Hadoop Administrator

  • Full-time
  • Department: Data Center

Company Description

PubMatic (Nasdaq: PUBM) is an independent technology company maximizing customer value by delivering digital advertising’s supply chain of the future. PubMatic’s sell-side platform empowers the world’s leading digital content creators across the open internet to control access to their inventory and increase monetization by enabling marketers to drive return on investment and reach addressable audiences across ad formats and devices. Since 2006, our infrastructure-driven approach has allowed for the efficient processing and utilization of data in real time. By delivering scalable and flexible programmatic innovation, we improve outcomes for our customers while championing a vibrant and transparent digital advertising supply chain.

Job Description

The Hadoop Administrator is a critical datacenter  position responsible for driving the design, implementation and ongoing support of the Big Data platforms at PubMatic. The successful candidate will be responsible for managing a large scale data warehouse with 70 Petabytes of storage across hundreds of millions of users, with over 400 Terabytes of new data being ingested everyday, via a platform that serves over 10 trillion advertiser bids per month, across display, mobile, video, native and other formats of advertising.

As a Hadoop Administrator, you will be responsible for installing, configuring and maintaining multiple Hadoop clusters.

Duties and Tasks:

  • Manage large scale Hadoop environments, capacity planning, cluster setup, performance tuning and ongoing monitoring.
  • Work with Architect of our Hadoop infrastructure to meet changing requirements for scaling, reliability, performance and manageability.
  • Work with core production support personnel in IT and Engineering to automate deployment and operations of the infrastructure. Manage, deploy, and configure infrastructure with Ansible or other automation tool sets.
  • Create metrics and measures of utilization and performance.
  • Increase capacity to implement new/upgraded hardware and software including storage infrastructure.
  • Ability to work well with a global team of highly motivated and skilled personnel - interaction and dialogue are requisites in our dynamic environment.
  • Research and recommend innovative solutions, and where possible, automated approaches for system administration tasks. Identify approaches that leverage our resources, provide economies of scale, and simplify remote/global support issues.

Cluster Health:

  • Monitor and maintain cluster connectivity and performance.
  • Identify faulty nodes and programmatically isolate them to avoid process/job failures.
  • Monitor file system to maintain data locality and accessibility.
  • Keep track of all the Hadoop jobs and recommend optimization.
  • Alert and terminate resource intensive jobs

Cluster Security:

  • Define and setup ACL policies.
  • Monitor clusters for data loss and protect against hacking.
  • Allocate and manage compute, memory, storage, number of name-node objects for individual pools and user groups.
  • Build dashboards to identify security threats on the cluster.

Cluster Capacity:

  • Add and remove nodes as required.
  • Plan and optimize cluster capacity.

Qualifications

Technologies:

  • 3+ years of professional experience supporting production medium to large scale Linux environments.
  • 2 years of professional experience working with Hadoop (HDFS & MapReduce) and related technology stack.
  • A deep understanding of Hadoop design principals, cluster connectivity, security and the factors that affect distributed system performance.
  • Experience on Kafka, HBase and Hortonworks is mandatory.
  • MapR and MySQL experience a plus.
  • Prior experience with remote monitoring and event handling using Nagios, ELK.
  • Good collaboration & communication skills, the ability to participate in an interdisciplinary team.
  • Strong written communications and documentation experience.
  • Knowledge of best practices related to security, performance, and disaster recovery.

Educational Qualifications:

  • BE/BTech/BS/BCS/MCS/MCA in Computers or equivalent.
  • Excellent interpersonal, written, and verbal communication skills.

#LI-MD1

Additional Information

Return to Office: PubMatic employees throughout the global have returned to our offices via a hybrid work schedule (3 days “in office” and 2 days “working remotely”) that is intended to maximize collaboration, innovation, and productivity among teams and across functions.
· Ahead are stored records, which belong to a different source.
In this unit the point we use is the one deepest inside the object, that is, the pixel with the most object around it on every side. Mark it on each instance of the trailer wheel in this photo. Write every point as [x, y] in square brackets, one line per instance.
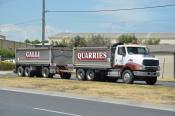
[90, 75]
[128, 77]
[20, 71]
[80, 74]
[65, 75]
[45, 72]
[28, 72]
[151, 80]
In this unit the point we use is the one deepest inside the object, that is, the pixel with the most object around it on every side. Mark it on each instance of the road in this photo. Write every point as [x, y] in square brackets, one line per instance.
[28, 104]
[159, 83]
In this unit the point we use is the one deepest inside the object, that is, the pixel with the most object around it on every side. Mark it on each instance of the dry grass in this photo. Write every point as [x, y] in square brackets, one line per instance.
[140, 93]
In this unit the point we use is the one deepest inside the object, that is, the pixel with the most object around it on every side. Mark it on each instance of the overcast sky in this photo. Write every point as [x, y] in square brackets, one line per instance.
[21, 19]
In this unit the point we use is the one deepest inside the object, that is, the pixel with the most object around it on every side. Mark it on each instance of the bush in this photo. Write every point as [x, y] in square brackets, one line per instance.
[127, 39]
[7, 66]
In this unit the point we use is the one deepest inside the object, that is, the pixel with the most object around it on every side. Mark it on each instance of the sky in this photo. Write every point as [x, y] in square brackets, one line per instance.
[21, 19]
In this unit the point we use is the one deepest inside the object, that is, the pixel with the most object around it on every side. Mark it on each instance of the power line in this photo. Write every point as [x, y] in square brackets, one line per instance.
[110, 10]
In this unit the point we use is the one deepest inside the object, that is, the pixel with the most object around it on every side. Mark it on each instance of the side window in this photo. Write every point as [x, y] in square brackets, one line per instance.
[121, 51]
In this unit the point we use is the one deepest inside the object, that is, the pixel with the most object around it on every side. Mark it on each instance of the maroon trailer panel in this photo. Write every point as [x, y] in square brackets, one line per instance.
[92, 57]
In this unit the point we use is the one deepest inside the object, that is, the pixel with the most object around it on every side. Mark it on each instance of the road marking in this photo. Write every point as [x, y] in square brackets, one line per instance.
[58, 112]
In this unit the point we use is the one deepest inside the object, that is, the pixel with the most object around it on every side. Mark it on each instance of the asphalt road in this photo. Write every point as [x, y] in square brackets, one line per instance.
[27, 104]
[159, 83]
All PubMatic employees in the US and India are required to be fully vaccinated to return to our offices. Covid-19 boosters are not required at this point in time.

Benefits: Our benefits package includes the best of what leading organizations provide, such as stock options, paternity/maternity leave, healthcare insurance, broadband reimbursement. As well, when we’re back in the office, we all benefit from a kitchen loaded with healthy snacks and drinks and catered lunches and much more!

Diversity and Inclusion: PubMatic is proud to be an equal opportunity employer; we don’t just value diversity, we promote and celebrate it. We do not discriminate on the basis of race, religion, color, national origin, gender, sexual orientation, age, marital status, veteran status, or disability status.